I love the intent behind My Princess Boy, that sharing the experiences of her son will bring about greater understanding for dress-wearing, bling-lovin' boys. It's written for a young audience, and is a good way to introduce the topic to the preschooler set. The illustrations by Suzanne DeSimone, are gorgeous and really help to connect Princess Boy to the audience. I say all of the aforementioned with a few caveats though. But - and there is a but here - I really wish we could have the conversation about boys rockin frocks without calling frocks and pretty things "girl clothes". If the goal is to disrupt the limiting conceptualizations of boy/girl, then invoking them seems counter intuitive to me, even it is probably the simplest way to explain things to the kid set. Though the author does speak of her own love support for her Princess Boy, it does seem as though there is an emphasis on the 'normal' males in Princess Boy's life. She notes that Princess Boy loves his brother, who "plays baseball and soccer" and who is depicted in a baseball uniform (3). She notes that Princess Boy "loves his dad" and how "[h]is dad tells him how pretty he looks in a dress" (5). (No similar declarations of love for his mom or other female characters are included). And I have to wonder if the focus on maleness is a way to normalize the role models in Princess Boy's life. In this way, no one is to blame for the child breaking gender barriers, it's just a child being their 'authentic self' (which of course it is, with or without the sort of witting or unwitting setting up of familial 'innocence'). All caveats aside though, the project of My Princess Boy is laudible, especially since there are so few books of its kind for this age group in particular. And the messages about the painful realities of being different, of familial love and acceptance are important ones. I love the character Princess Boy, and I love his mama for having the immense mama-love and gutsiness it took to write this book for her boy and for all the rest of us. I hope against hope that this book flies off the shelves and into the hands of waiting teachers, parents, preschoolers and early schoolers too. I know I'm looking forward to reading it to my own sometimes dress-rocking, bling lovin' Boy-o.
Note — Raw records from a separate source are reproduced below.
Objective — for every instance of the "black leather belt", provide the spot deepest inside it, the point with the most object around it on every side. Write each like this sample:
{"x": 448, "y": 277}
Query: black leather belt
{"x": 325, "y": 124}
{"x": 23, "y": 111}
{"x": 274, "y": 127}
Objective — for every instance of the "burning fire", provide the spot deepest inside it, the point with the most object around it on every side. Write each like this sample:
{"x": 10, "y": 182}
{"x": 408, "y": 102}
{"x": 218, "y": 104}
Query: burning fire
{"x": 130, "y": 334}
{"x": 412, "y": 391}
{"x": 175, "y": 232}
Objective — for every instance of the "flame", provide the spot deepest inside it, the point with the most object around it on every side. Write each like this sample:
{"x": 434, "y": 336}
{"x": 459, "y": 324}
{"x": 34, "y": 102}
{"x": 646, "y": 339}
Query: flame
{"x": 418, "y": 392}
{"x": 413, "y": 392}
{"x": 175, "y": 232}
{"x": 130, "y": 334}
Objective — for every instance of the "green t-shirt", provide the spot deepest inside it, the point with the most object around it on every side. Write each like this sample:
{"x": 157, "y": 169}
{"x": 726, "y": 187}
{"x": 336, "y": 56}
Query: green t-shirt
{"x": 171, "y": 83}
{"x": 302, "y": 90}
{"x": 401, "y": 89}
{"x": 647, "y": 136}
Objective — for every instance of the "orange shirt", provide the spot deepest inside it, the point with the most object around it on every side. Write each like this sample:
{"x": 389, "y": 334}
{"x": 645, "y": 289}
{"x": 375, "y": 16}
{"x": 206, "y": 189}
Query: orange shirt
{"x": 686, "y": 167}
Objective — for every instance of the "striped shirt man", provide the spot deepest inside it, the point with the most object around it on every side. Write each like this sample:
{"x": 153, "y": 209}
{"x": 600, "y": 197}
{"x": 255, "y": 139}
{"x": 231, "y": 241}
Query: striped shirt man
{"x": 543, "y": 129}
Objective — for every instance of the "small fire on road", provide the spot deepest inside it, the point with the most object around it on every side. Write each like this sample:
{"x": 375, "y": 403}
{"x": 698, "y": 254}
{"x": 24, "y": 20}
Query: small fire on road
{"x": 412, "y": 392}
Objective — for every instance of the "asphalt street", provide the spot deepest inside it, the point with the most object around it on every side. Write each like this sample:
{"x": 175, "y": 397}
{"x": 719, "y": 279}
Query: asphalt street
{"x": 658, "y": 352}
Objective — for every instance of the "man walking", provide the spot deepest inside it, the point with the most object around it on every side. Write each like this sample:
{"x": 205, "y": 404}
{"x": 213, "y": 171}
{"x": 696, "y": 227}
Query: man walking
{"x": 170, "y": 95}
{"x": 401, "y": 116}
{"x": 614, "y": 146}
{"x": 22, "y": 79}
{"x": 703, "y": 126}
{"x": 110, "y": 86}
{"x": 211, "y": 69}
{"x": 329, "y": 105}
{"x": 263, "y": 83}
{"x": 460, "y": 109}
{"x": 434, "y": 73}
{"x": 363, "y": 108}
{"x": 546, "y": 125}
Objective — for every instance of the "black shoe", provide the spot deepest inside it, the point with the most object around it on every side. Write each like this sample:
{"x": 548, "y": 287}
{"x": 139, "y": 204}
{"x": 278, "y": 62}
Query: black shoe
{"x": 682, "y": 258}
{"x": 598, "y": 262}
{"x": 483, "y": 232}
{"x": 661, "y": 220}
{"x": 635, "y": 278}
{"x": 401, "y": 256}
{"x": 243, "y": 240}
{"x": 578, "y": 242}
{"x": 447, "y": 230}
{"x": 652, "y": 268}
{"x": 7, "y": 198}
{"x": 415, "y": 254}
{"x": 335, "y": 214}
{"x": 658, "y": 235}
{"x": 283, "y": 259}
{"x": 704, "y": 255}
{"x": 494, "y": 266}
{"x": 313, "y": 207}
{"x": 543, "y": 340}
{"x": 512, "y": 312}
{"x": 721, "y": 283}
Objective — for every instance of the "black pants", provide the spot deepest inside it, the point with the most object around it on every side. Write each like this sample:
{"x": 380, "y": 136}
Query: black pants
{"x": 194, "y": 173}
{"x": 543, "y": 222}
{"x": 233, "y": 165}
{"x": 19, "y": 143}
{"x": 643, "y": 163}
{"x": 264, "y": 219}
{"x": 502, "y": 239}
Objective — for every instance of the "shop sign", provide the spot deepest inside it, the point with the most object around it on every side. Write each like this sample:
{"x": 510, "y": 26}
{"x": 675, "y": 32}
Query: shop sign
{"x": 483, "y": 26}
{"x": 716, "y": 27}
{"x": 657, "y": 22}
I love The Great Big Book of Famillies. I think it's one of the best family books I"ve come across yet. Hoffman begins by explaining that "Once upon a time most families in books looked like this:" with a corresponding pictorial of the traditional heterosexual, white, upper middle class, nuclear suburban family, "But in real-life, families come in all shapes and sizes" (1). This book may not be uber exciting to kids (except possibly to me) but I love the way it matter-of-factly explores all kinds of different family formations (queer, grandparented, adopted, fostered, single-parented). It is multi-racial and multi-ethnic throughout. The illustrations by Ros Aquith (whose work you've probably seen either in the Guardian or the oodles of other kids books she's illustrated) add additional layers of depth to the text, such as where she depicts a stay-at-home dad with a working mom heading off to work next to the text: "In some families everyone has a job. In others, only one person goes out to work" (11). And what I really love about this book if that it is one of the first pieces of kids literature that I've found which tackles class issues throughout. In the section about different kinds of homes, for instance, it mentioned that "some people can't find anywhere to live at all" (8). Similarly, in the section addressing holidays, Hoffman explains "Not all families can afford a holiday. But most people get some time off from work. even a weekend at home can be a little holiday" (13). And I also really loved how this book addresses boys who rock the frocks! In the clothes section, there is a boy wearing a tu-tu. And it's just presented as the way some folks dress. The beauty of this book is that queer families or single famlies or poor families (or boys in tut-tus) are explored well outside of the standard it's okay to be different dialogue (that makes me more than a little batty). Because ALL families are different. Simple, matter-of-fact, there you go. Me likey. A lot. This one should be a standard classroom fixture and it's definitely getting a coveted space on our family bookshelf!